Notes and links - 14th June 2026
Is this true?: "attention-harvesting advertising is the only software business model that works at scale for consumer services"
From: "This reality about the consumer market is a lesson that Silicon Valley has to re-learn every decade or so. Consider Dropbox, whose founder, Drew Houston, is in the process of stepping down. Dropbox was a category-defining product that had a viral hook — if someone signed up with your referral code, you got more storage — and grew extremely fast amongst consumers; the company then spent too long trying to actually build a business in the consumer space, before finally realizing that the only way to make money with what was ultimately a productivity product was by selling to enterprise.
The reason is obvious when you think about it: enterprises are paying for their employees’ time, so of course they are willing to pay for tools that make those employees more productive; consumers, on the other hand, are mostly looking to waste time, which is why attention-harvesting advertising is the only software business model that works at scale for consumer services. The fact that Silicon Valley forgets this is downstream from Silicon Valley being a bubble; normal people aren’t looking for agents to buy them tickets to a concert.
Still, the bubble was strong enough to convince OpenAI to make the exact same mistake Dropbox did: the company somehow convinced itself that it could make enough money selling subscriptions to consumers; Anthropic, meanwhile, realized that it was enterprises who were willing to pay for AI’s massive productivity benefits, even as OpenAI failed to capitalize on their consumer market penetration by refusing to build an advertising product."
Work works:

Denise alerts us to Jane Dallaway's fantastic blog. RSS!

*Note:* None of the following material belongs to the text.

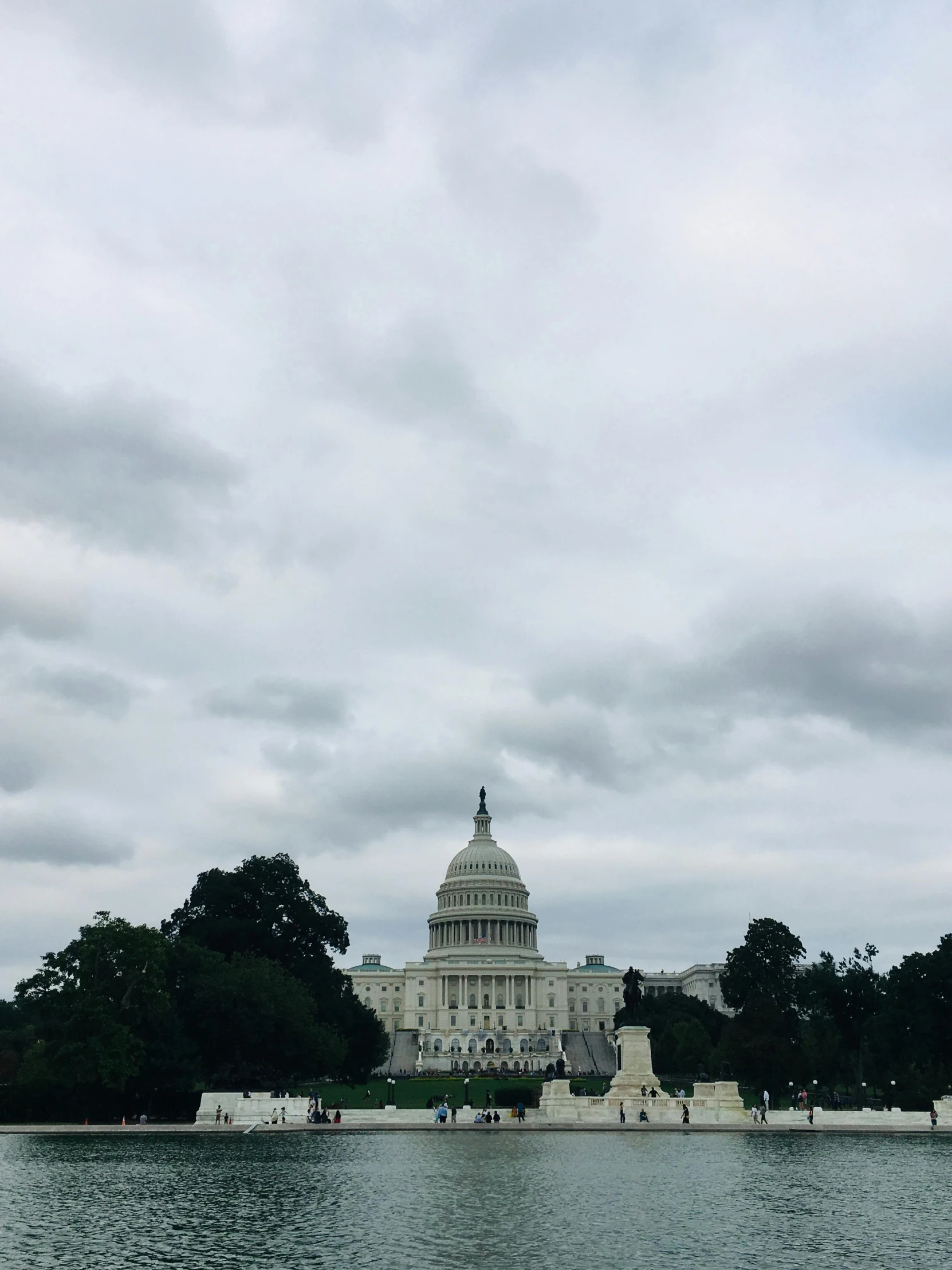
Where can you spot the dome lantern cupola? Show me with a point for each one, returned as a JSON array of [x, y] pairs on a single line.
[[483, 818]]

"As digital distribution spreads to more households in more countries, the biggest stars are a more varied bunch than in the past. Spotify’s global top 50 last year included songs in 16 languages, more than double the number in 2020.The Danes are not the only ones marching to their own beat. In 2023 Will Page and Chris Dalla Riva noted in a London School of Economics paper that a number of European countries including France, Germany, Italy and Poland had seen rising domestic shares of their top tens in the preceding decade. Since then the phenomenon seems to have spread. Mr Page, formerly chief economist at Spotify, finds that 55% of streams of songs in Sweden’s top 20 last year were in Swedish, up from 29% in 2019. Norway’s figure rose from 13% to 38% in the same period."
"..viewers are watching less American entertainment. American shows’ share of global demand for TV series fell from 51% in 2022 to 42% last year, calculates Parrot Analytics, which measures demand based on consumption, search and social interactions. In countries big enough to attract commissions from streamers, local consumption is rising. Digital i, a data firm, finds that on Netflix and Amazon Prime, local content’s share of viewership rose from 28% in 2021 to 39% in 2025 in Spain, and from 14% to 20% in Britain. By its measure nine of Netflix’s ten most-watched shows or movies in Japan and South Korea last year were local fare."